What it refuses to claim
This is the section that makes the rest defensible, so it lives in plain sight, not in a footnote.
- It measures search attention, not clinical or relationship outcomes. There’s no monthly administrative ground truth for non-married breakups, so most of this has nothing real to grade against.
- The bucket weights are hand-tuned, not learned.
- The 12-point climatology rank is quantized and gets fragile on flat signals.
- The backtest forecasts the index against itself out-of-sample, not against real divorces.
And the citation I’m most glad I found argues against me: Kuran & Kuran 2026, “Digital Behavioral Decoupling.” Run honestly against actual US divorce rates, Trends gives roughly 0% gain. The app cites that paper prominently, against its own thesis, and concludes — in its own copy — that this is a search-attention instrument, not a validated divorce predictor. The Safety & Help panel is intentionally non-predictive, too: abuse and IPV terms are kept entirely out of the index and surface instead as a resource layer with crisis hotlines, because a surge in abuse-term searches reflects cultural awareness, not incidence. Some signals shouldn’t be modeled, only respected.
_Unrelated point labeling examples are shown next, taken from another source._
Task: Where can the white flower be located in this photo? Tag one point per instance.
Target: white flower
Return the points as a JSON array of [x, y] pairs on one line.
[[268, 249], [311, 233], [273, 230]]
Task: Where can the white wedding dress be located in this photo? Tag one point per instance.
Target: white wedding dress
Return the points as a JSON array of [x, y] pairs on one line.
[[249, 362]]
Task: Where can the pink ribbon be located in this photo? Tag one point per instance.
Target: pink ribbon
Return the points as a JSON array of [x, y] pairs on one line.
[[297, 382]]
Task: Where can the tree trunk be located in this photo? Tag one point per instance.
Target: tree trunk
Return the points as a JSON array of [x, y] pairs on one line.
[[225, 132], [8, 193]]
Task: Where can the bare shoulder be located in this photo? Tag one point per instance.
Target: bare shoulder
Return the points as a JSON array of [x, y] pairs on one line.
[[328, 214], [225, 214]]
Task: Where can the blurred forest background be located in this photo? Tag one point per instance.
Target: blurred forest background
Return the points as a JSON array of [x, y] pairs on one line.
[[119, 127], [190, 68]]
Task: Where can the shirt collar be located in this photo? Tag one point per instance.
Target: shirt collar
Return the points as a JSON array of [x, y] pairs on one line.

The literature picked the terms. The data picked the lag. The math admits the rest.
Stack
Frontend: Vue 3 (Composition API, script setup), Vite 5, ECharts via vue-echarts — an SPA, ~2.1 MB build. Statistics: hand-rolled, dependency-free stats.js, client-side. ML: Python 3.13 with statsmodels and scikit-learn, offline. Collector (dev only): Express 5 plus a Puppeteer-core real-Chrome automation strategy. Cloud: private AWS S3 + CloudFront (OAC), ACM TLS, Route53 — pure static hosting, zero server compute.
What this proves
You can tell a lot about someone from the project they build when no one asked them to. This one says I’ll chase a genuinely human question for the joy of it, build the full stack to answer it — resilient collection against a hostile rate limiter, statistics implemented by hand so I understand every step, applied ML with the judgment to stay small, a full Vue 3 product, a zero-cost static AWS deploy — and then spend the back half of the effort trying to talk myself out of the answer.
The honest finding is the interesting one: collective attention to heartbreak does have a calendar, and you can forecast it a month out, but that’s attention, not destiny — and the app says so itself. Go open the live dashboard, drag the gauge to a month, run the damped forecast out and watch it refuse to run away, and read the caveats sitting right next to the charts. The forecast knows what it doesn’t know. That was the point.